Monday, 15 December 2014
Marta Mega Rufino1, Emilia Salgueiro2, Antje H L Voelker1 and Fatima F G Abrantes2, (1)IPMA, Lison, Portugal, (2)Instituto Port Mar e Atmosfera, Lisbon, Portugal
Planktonic organisms have been extensively used in paleoceanographic studies as proxies for most marine environmental variables (temperature, salinity, currents, frontal zones, upwelling, etc.), both directly by species occurrences and indirectly through particular chemical components produced (e.g. Mg/Ca, stable isotopes, alkanones).

In 1965 Stehli pioneered by suggesting the use of planktonic organisms diversity to decipher ancient oceanic circulation, instead of the traditional approaches based on particular indicator species or assemblages composition (transfer functions). The use of species diversity has two main advantages. First, it is not restricted to a temporal epoch where the species existed and second, it does not assume that the species ecology is the same as in the present.
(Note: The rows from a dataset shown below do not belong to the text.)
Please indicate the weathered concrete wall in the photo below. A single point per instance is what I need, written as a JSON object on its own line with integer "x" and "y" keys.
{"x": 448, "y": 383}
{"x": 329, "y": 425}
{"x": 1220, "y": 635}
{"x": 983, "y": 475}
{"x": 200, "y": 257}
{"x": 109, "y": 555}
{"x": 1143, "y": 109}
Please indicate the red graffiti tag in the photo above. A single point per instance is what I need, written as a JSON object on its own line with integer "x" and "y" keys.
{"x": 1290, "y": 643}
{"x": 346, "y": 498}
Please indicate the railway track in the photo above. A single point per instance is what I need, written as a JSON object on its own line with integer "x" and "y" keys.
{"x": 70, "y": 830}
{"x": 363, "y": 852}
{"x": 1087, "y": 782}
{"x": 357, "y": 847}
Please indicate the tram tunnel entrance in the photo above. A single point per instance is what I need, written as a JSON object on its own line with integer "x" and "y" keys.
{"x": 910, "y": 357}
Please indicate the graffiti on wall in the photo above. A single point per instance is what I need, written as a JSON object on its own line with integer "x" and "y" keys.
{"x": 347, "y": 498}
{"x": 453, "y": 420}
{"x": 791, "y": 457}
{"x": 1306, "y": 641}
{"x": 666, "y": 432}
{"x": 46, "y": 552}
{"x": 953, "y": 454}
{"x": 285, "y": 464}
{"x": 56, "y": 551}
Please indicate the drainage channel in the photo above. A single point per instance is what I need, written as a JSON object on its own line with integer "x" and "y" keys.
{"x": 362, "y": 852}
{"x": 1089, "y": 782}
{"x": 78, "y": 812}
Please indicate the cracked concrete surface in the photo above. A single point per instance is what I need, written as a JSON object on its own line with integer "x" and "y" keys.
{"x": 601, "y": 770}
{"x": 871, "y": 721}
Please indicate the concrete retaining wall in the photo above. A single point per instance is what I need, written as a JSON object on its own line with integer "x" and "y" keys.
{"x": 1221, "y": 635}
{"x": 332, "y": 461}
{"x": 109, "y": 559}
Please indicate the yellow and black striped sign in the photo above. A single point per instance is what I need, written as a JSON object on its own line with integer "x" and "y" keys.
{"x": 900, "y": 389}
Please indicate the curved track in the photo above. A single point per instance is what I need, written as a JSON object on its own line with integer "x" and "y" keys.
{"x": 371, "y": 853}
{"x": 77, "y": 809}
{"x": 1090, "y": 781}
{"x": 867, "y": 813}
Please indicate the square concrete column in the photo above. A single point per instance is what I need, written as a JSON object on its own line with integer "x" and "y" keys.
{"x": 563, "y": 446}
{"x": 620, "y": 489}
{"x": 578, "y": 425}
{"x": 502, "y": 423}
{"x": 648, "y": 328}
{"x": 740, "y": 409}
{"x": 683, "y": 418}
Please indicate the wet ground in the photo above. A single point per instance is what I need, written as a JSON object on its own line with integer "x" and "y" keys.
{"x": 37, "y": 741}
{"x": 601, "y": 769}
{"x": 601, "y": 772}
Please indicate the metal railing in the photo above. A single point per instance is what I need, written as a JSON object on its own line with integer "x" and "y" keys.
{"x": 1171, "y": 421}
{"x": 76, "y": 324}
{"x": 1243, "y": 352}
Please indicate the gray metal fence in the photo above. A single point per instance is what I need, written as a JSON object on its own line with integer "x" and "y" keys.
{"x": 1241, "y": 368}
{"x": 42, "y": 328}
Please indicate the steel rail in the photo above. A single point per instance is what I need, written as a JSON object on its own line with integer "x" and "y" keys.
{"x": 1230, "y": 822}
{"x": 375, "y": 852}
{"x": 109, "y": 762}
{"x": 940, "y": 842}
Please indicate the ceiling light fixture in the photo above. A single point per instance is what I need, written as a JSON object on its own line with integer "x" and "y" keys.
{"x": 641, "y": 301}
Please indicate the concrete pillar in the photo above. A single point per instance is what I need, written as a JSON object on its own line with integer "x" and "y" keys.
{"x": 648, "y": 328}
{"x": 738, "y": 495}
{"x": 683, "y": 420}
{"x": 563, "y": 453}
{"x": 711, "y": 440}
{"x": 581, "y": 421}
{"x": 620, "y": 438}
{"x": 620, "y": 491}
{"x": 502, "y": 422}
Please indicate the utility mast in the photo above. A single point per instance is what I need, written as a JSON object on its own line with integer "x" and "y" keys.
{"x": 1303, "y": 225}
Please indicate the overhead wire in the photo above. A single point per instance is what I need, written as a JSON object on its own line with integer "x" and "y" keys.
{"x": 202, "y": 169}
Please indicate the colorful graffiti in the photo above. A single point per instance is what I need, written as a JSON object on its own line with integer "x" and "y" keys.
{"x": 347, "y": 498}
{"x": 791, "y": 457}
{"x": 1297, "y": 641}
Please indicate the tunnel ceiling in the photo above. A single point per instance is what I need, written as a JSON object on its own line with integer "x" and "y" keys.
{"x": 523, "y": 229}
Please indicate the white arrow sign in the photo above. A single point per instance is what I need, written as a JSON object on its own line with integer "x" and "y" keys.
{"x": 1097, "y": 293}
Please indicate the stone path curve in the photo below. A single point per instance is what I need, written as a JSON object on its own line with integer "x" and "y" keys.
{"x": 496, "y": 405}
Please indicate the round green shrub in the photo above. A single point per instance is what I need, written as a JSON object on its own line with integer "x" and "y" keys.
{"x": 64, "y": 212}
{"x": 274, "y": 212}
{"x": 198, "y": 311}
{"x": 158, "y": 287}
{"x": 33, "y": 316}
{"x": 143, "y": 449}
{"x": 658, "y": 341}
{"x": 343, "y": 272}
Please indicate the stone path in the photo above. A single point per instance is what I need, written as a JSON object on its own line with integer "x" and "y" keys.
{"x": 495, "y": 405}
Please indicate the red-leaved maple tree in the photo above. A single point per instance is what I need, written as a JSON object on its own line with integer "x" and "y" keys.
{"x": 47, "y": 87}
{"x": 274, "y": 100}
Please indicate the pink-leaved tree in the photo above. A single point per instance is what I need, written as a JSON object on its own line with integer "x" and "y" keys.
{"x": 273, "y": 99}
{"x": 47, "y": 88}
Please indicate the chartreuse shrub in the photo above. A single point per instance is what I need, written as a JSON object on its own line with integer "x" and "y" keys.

In the current work, we compare planktonic organisms diversity on the Atlantic Ocean, obtained from surface samples, with the main satellite measured oceanographic variables, i.e. SST (Sea Surface Temperature), CHL (as an indicator of primary productivity) and the main currents in the area. Three indices were used to quantify diversity: Shannon-Weaver diversity (H), specific richness (S) and Hulbert’s probability of interspecific encounter index of species evenness (PIE). Diversity was then modelled spatially using geostatistical tools at two scales: Atlantic Ocean oceanographic scale and the Iberian margin regional scale.

The main conclusions will then be used to interpret measured down core diversity, on a paleo perspective. This work will understand how did diversity reacted to major climatic events, and how long it took to recover – system resilience.